Jan Paweł II w orędziu na Światowy Dzień Chorego w 2003 roku pisał:
Dramatyczne pytania o sens cierpienia i śmierci, które – choć zeświecczona mentalność często próbuje lekceważyć je lub całkowicie usunąć ze świadomości człowieka – pojawiają się w sercu każdej osoby i czekają na zadowalającą odpowiedź. Chrześcijanin, zwłaszcza gdy staje w obliczu ludzkich tragedii, jest wezwany do dawania świadectwa o pocieszającej prawdzie zmartwychwstałego Pana, który przyjmuje na siebie wszystkie krzywdy i cierpienia ludzkości, w tym również śmierć, i przemienia je w źródło łaski i życia. Prawdę tę trzeba głosić wszystkim ludziom na całym świecie.
Nie można więc obojętnie obejść tych, którzy są potrzebujący. Chodzi o swoistą wrażliwość, jaka popycha człowieka zdrowego do służby choremu. Często przysłowiowy kubek wody w postaci życzliwego słowa odmienia życie człowieka potrzebującego.

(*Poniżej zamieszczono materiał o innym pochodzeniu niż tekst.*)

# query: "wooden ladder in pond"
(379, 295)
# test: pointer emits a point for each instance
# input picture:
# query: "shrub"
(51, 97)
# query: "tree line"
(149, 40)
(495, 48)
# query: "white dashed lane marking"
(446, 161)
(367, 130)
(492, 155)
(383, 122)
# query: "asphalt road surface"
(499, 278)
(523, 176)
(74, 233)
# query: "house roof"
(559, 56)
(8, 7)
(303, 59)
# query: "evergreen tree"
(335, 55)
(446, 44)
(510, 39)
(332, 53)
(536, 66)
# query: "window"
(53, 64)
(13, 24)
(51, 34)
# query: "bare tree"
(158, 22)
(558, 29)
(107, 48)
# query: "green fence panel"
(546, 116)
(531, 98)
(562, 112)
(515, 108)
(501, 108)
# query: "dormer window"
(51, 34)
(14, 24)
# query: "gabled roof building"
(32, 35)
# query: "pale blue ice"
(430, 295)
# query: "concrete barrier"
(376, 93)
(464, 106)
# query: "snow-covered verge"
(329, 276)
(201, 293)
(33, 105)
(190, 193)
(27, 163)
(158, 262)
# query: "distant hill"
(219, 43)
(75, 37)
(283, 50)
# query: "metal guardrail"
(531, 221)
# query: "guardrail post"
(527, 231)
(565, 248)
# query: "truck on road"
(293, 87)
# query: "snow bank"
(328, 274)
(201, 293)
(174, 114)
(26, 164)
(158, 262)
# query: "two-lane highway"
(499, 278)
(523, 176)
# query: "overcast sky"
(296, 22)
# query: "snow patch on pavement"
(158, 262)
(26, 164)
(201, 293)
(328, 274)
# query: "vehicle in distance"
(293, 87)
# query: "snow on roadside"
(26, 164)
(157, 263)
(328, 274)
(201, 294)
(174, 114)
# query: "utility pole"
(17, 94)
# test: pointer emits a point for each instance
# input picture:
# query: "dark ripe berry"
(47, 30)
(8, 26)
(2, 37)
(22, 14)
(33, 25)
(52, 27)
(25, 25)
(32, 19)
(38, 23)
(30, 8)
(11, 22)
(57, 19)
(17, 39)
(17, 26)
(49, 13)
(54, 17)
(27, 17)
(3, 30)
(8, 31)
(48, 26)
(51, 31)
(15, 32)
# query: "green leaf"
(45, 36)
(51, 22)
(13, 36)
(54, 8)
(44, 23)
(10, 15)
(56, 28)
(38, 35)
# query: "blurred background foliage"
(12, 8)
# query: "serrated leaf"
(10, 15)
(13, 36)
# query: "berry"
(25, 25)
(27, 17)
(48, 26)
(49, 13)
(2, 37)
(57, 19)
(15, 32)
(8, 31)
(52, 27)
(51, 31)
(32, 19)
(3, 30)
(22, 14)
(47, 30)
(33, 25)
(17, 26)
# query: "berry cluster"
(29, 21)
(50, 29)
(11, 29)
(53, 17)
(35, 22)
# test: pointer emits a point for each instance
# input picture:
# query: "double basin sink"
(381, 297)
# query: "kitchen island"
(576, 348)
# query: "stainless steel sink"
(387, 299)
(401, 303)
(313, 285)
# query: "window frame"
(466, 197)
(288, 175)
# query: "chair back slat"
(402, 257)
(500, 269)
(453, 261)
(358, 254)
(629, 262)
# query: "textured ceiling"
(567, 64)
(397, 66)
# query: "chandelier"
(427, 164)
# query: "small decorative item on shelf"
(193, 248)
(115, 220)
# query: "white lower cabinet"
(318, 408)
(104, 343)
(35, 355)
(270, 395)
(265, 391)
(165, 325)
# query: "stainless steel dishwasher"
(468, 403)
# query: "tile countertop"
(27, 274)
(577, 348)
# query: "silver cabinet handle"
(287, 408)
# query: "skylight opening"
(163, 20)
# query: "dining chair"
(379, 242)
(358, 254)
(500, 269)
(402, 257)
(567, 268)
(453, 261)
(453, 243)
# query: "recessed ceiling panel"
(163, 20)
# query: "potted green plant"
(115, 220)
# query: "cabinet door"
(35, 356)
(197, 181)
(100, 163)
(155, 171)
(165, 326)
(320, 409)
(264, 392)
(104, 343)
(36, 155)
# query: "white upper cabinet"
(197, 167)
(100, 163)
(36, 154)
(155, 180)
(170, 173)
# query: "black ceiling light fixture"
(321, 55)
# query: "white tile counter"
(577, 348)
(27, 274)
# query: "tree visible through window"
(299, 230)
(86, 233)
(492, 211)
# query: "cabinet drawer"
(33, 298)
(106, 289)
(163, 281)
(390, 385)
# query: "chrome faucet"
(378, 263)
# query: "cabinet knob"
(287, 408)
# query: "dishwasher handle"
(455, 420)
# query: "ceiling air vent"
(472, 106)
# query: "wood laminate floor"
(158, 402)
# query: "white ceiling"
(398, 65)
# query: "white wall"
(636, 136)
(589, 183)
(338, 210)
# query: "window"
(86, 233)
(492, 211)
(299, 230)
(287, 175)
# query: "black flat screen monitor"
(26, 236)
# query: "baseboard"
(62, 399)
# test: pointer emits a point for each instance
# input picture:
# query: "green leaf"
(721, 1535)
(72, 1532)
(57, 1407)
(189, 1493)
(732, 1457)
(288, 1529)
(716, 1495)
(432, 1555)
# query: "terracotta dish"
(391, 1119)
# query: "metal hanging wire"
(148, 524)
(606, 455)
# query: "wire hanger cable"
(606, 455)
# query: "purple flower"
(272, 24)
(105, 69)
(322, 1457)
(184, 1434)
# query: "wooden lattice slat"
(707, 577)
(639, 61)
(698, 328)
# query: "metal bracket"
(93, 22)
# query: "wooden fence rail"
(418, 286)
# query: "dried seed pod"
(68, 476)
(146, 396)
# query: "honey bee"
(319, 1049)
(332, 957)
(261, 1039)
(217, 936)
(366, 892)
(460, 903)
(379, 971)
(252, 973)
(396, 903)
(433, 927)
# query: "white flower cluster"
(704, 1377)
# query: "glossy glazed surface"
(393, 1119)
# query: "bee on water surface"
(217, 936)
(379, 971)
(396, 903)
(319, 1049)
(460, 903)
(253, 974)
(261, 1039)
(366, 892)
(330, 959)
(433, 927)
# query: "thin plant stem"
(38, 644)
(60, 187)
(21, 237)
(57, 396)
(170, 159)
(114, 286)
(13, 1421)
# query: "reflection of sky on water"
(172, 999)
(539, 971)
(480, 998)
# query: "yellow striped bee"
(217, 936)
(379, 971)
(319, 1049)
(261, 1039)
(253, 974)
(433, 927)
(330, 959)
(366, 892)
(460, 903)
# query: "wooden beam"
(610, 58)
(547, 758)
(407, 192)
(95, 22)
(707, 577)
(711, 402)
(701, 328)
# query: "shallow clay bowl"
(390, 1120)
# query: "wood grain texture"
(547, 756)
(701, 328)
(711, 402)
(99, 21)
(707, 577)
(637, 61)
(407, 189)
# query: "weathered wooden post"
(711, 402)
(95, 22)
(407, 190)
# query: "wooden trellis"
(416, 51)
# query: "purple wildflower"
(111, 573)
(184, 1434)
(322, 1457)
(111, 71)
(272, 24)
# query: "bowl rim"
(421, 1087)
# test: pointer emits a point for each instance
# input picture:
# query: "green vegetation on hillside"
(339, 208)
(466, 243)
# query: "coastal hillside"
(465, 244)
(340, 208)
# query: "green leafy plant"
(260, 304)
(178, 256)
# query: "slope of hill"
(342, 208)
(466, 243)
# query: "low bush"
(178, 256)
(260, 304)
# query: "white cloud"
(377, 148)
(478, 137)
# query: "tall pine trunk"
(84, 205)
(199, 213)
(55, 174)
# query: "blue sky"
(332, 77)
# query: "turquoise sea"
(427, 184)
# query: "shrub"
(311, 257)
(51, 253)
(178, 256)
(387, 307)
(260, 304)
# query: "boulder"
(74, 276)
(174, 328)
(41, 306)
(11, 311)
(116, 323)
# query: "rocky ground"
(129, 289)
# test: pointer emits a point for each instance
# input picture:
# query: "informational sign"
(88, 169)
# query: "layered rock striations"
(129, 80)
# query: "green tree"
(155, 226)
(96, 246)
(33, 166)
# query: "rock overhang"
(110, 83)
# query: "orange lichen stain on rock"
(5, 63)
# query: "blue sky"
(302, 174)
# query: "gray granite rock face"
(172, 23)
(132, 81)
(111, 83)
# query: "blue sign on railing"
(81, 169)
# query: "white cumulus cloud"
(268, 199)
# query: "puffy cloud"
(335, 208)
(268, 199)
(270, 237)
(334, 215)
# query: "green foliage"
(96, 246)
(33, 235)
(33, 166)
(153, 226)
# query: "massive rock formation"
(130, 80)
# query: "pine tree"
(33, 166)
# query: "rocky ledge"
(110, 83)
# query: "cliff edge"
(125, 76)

Drugim filarem ewangelizacji, który Chrystus pokazuje w dzisiejszej Ewangelii, jest modlitwa. Jezus „nad ranem, gdy jeszcze było ciemno, wstał, wyszedł i udał się na miejsce pustynne i tam się modlił” (Mk 1). Modlitwa leży u podstaw skutecznego przepowiadania.
Jan Paweł II przed laty mówił:
Jeśli człowiek nie przyjmuje w swoim wnętrzu łaski Bożej, jeśli się nie modli, jeśli nie korzysta często z sakramentów, jeśli nie dąży do osobistej świętości, gubi sens swojego ziemskiego pielgrzymowania. Ziemia jest drogą do nieba, a życie każdego wierzącego, mimo ciężarów i ograniczeń, powinno stać się prawdziwą świątynią, gdzie mieszka Syn Boży, który stał się człowiekiem.
Jeśli zatem człowiek ma być skuteczny w swoim świadectwie, musi najpierw zebrać własne siły na osobistej modlitwie.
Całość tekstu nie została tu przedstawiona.